A comparison of government spending on the family of OECD countries shows that Australia is high on the list for cash payments while close to 30th for spending on family support. This was a trend that the speaker to the report suggested that we change. You can see comparative OECD data at: 
http://www.oecd.org/social/soc/oecdfamilydatabase.htm

These are issues and topics that I will pursue through this blog. 


AIHW, 2010, Perinatal depression Data from the 2010 Australian National Infant Feeding Survey, Information Paper. AIHW, Canberra

Aust. Gov., Dept., Health and Ageing, 2010, National Women's Health Policy 2010, Canberra 

Lewis Suzan, and Janet Smithson. 2006. Gender parenthood and the changing European workplace: Young adults negotiating the work-family boundary TRANSITIONS Final Report. European Commission.  U.K. (available online)                                  

McHale, J P, C Kazali, T Rotman, J Talbot, M Carleton, and R Lieberson. 2004. The transition to co-parenthood: parents' prebirth expectations and early co-parental adjustment at 3 months postpartum. Development and Psychopathology 16:711-733.          

Tuesday, 25 February 2014

'It takes a village to raise a child'

In 1960 Australia most working women were in low paid positions. The relatively few who were professional were required by law to leave their jobs once they were married. This is something that is hard to believe today, our expectations and experience have changed. In fact the single most significant development in the second part of the twentieth century has been changes to gendered roles; though as we all know, once a baby comes along, it's a whole new ball-game. We haven't reached the 'brave new gender equal world' that we might have thought possible.
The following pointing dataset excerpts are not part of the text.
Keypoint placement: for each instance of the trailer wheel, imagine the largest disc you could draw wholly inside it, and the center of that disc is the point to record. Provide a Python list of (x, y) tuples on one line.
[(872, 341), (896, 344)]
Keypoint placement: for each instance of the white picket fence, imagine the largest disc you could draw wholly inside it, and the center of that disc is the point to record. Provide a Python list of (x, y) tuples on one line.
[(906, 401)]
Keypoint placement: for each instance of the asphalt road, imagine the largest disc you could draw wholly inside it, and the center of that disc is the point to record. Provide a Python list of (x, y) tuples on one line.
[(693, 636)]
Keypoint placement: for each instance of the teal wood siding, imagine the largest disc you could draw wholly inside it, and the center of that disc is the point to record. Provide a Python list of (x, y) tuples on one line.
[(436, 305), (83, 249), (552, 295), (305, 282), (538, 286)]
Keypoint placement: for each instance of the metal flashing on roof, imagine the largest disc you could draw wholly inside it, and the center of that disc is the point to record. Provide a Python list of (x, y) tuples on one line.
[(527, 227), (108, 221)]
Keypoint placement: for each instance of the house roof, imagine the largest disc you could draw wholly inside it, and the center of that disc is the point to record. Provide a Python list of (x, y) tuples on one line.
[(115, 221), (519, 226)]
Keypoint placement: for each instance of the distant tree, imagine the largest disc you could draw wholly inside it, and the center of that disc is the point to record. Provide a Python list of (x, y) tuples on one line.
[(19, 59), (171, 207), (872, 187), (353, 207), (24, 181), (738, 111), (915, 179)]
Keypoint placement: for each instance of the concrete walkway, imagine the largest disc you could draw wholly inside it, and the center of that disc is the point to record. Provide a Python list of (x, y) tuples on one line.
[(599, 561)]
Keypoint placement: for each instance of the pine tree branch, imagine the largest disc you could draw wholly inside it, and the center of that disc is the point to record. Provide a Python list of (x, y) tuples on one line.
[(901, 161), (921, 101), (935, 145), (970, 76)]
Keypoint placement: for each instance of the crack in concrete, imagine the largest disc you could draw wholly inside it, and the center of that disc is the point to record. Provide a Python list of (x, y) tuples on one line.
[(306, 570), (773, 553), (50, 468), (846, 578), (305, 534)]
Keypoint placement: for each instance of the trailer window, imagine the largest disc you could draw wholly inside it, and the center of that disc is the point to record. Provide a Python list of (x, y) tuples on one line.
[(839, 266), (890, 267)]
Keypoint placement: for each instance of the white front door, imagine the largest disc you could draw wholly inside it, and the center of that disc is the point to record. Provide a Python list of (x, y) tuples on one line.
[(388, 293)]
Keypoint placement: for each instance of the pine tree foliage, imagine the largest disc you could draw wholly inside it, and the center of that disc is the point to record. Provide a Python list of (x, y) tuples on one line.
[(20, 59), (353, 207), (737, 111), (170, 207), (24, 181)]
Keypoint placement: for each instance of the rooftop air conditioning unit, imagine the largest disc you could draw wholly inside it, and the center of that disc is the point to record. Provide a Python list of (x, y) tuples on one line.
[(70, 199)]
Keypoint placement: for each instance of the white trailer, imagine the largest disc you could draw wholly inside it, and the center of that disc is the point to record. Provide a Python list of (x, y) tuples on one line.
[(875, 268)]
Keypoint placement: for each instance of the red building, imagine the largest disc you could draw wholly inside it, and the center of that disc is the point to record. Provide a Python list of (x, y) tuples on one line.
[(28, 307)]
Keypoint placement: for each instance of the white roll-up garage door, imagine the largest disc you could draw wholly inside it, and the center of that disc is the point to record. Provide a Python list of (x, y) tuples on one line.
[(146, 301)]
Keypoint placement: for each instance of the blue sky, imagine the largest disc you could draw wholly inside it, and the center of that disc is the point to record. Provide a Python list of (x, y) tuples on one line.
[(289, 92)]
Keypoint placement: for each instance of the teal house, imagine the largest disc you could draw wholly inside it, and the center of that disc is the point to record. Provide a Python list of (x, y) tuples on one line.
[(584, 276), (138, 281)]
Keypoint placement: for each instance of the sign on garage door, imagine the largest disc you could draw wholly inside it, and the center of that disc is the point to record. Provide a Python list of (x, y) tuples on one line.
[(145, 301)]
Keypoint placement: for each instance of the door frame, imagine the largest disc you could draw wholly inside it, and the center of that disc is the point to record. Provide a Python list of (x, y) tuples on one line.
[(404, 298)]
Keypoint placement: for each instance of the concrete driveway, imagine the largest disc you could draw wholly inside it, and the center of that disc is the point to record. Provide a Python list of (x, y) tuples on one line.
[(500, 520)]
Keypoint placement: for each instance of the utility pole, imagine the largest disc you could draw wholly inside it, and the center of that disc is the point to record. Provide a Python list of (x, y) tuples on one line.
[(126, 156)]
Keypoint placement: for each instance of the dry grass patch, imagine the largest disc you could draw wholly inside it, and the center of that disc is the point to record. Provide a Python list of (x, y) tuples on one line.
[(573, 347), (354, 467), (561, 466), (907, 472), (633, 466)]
Indicators of the Transition to Parenthood (TtoP) are changes to relationships (partner, friends and family); changes to life course; changes to sense of self; negotiating more housework and finding a line between self and baby and the research shows high levels of depression, high levels of marital dissatisfaction, a spike in domestic violence and legendary issues related to identity for new mothers. While at the same time we are developing the most amazing and sometimes challenging relationship with our baby or toddler.

Across the research on depression there is a recognition of the need for social support during the early years after the birth and yet the health and welfare services are patchy and remain primarily concerned with infant/child outcomes.

How can the services and we as a community move closer to the village that we know families need to survive and prosper?